Não é raro que com base nessa suposta quebra de dados, o fisco possa encontrar fatos pretéritos que incidem uma nova autuação ou até mesmo o compartilhamento desses dados com outras autoridades. Lembrando que recebimentos de valores que não forem considerados como devidamente justificados serão considerados rendimentos não declarados, submetidos assim à incidência do imposto de renda, objeto de nova autuação pelo fisco federal. Tal polemica é objeto de repercussão geral junto ao STF acerca da constitucionalidade do artigo 42 da Lei nº 9.430/96, a autorizar a constituição de créditos tributários do Imposto de Renda tendo por base, exclusivamente, valores de depósitos bancários cuja origem não seja comprovada pelo contribuinte no âmbito de procedimento fiscalizatório.
O decreto nº 33.956/2021 tem como sustentação jurídica o § 1º do art. 145 da Constituição Federal que faculta à Administração Fazendária a identificação do patrimônio, os rendimentos e as atividades econômicas dos contribuintes. A lei complementar de nº 105/2001 em seu art. 6º prescreve as hipóteses em que autoridades e agentes do Fisco poderão examinar documentos, livros e registros de instituições financeiras, inclusive os referentes a contas de depósitos e aplicações financeiras. Neste mesmo sentido, o inciso II do art. 197 do Código Tributário Nacional (CTN) cominado com o inciso IV do art. 82 da Lei n.º 12.670/96 que trata da obrigatoriedade de bancos e instituições financeiras prestem informações junto ao fisco.
Não obstante o combate a fraude fiscal e a garantia de isonomia material. O entendimento da Excelsa Corte sobre a constitucionalidade da lei complementar nº105 entendeu que é licita a quebra do sigilo bancário pelo fisco, sem que haja interferência de órgão equidistante e que pelos próprios Ministros passou a ser chamado de transferência de sigilo. Prevaleceu por sua vez, o entendimento de que a norma não resulta em quebra de sigilo, mas em transferência de sigilo da órbita bancária para a fiscal, ambas protegidas contra o acesso de terceiros.
Acontece que pouco a pouco, as legislações infraconstitucionais inovam no sentido de garantir uma amplitude maior ao poder de fiscalização. Aos poucos os fins justificam os meios. E o bom contribuinte poderá correr o risco de ter seus dados bancários vazados pelo próprio fisco, afinal no mundo digital, as informações se resumem a acesso ao sistema.

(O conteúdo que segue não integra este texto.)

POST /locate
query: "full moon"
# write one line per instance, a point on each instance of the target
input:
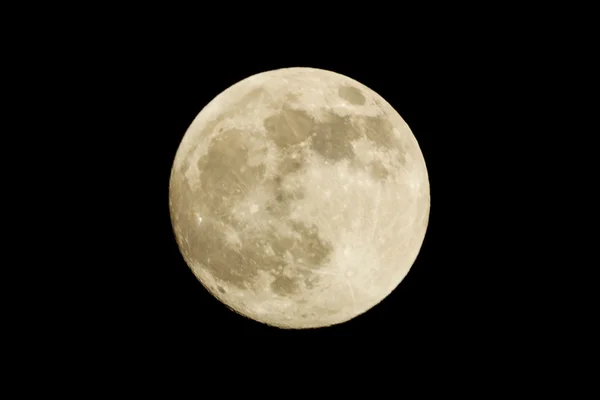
(299, 198)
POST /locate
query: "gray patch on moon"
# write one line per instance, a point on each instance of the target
(352, 95)
(227, 178)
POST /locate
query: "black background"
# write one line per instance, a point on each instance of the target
(154, 91)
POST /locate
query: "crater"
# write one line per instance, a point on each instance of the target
(380, 131)
(352, 95)
(289, 127)
(378, 171)
(226, 172)
(284, 285)
(333, 138)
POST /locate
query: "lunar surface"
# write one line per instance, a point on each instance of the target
(299, 198)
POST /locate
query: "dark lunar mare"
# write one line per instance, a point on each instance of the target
(226, 177)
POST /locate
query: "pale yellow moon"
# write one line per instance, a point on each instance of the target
(299, 198)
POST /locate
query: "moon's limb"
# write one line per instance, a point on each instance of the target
(299, 198)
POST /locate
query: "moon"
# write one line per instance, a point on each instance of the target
(299, 198)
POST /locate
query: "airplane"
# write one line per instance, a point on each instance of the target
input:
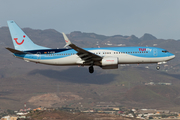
(106, 58)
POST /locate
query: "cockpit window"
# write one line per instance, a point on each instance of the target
(164, 51)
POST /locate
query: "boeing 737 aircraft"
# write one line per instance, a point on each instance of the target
(106, 58)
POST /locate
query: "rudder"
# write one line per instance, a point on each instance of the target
(20, 40)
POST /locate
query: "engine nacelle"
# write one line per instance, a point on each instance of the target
(109, 63)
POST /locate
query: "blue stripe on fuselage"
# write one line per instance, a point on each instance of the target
(145, 52)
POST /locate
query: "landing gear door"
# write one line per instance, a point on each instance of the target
(155, 53)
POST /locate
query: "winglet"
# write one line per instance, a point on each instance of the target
(15, 51)
(68, 42)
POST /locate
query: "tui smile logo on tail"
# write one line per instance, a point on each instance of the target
(20, 42)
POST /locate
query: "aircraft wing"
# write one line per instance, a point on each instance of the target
(83, 54)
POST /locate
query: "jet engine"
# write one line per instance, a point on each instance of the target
(109, 63)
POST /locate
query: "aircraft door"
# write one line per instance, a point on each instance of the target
(155, 53)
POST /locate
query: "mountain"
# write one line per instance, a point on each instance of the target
(22, 81)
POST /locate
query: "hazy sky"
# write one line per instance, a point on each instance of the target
(160, 18)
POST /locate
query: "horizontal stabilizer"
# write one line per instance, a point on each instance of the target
(15, 51)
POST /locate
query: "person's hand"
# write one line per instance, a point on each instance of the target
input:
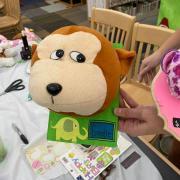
(147, 68)
(137, 120)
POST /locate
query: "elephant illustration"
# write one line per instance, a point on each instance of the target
(67, 128)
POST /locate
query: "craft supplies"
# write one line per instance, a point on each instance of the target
(44, 157)
(3, 151)
(88, 165)
(98, 130)
(131, 159)
(21, 135)
(26, 50)
(14, 86)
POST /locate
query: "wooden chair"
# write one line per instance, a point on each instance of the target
(145, 40)
(114, 25)
(11, 19)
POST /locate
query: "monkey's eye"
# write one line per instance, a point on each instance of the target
(77, 56)
(58, 54)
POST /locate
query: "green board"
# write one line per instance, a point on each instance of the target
(170, 9)
(99, 130)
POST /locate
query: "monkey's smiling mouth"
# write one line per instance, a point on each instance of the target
(83, 102)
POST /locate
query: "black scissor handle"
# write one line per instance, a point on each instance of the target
(15, 86)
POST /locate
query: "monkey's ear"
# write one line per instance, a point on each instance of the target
(125, 59)
(34, 54)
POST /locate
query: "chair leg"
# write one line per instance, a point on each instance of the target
(20, 27)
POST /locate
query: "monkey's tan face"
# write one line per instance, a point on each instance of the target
(65, 78)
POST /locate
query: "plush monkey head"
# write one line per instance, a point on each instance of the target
(75, 70)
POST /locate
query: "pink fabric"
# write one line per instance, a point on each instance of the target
(171, 66)
(30, 37)
(169, 106)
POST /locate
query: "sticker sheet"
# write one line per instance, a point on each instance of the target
(87, 165)
(44, 158)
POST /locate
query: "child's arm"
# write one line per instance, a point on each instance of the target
(153, 60)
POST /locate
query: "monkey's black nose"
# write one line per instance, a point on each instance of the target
(54, 89)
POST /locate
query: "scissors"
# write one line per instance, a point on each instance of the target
(14, 86)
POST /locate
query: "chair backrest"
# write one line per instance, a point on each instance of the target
(145, 40)
(114, 25)
(12, 8)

Neste sentido, o decreto restringiu que a obtenção desses dados deverá passar pelo crivo do Secretário da Fazenda ou Secretário Executivo da Receita Estadual que após requisição precedida de formalização do servidor da SEFAZ, onde deverá , em primeiro lugar intimar o contribuinte, através de Termo de Intimação, para prestar as informações relativas a contas de depósito ou aplicações existentes em instituições financeiras, no prazo de até 10 dias contados da ciência da intimação, prorrogáveis por igual período, a critério da autoridade fiscal.
Segundo o desembargador Leandro Paulsen do Tribunal Regional Federal da 4ª Região, na quase totalidade dos países ocidentais, existe a possibilidade de acesso às movimentações bancárias sempre que tal seja importante para a apuração de crimes e fraudes tributárias em geral. No Brasil, não é diferente. A possibilidade de quebra depende da análise do caso concreto, considerando-se as suas circunstâncias específicas e o princípio da proporcionalidade.
Importante não esquecer que no julgamento da Lei complementar de nº105 no julgamento conjunto das ADIs 2390, 2859, 2386 e 2397, RE 601.314/SP o STF ressalvou que a lei estabelece rigorosos requisitos para que o Fisco requisite as informações, que está condicionada à existência de processo administrativo em curso, atraindo as garantidas da Lei 9.784, ou seja, dever de observância dos princípios da motivação, finalidade, proporcionalidade e interesse público.
Esperamos que as autoridades fazendárias tenham cuidado em relação aos dados sensíveis de seus contribuintes e que a quebra de sigilo bancário não seja usada a priori, pois esses dados sigilosos, caso não sejam guardados de forma segura, podem arruinar a intimidade da pessoa humana.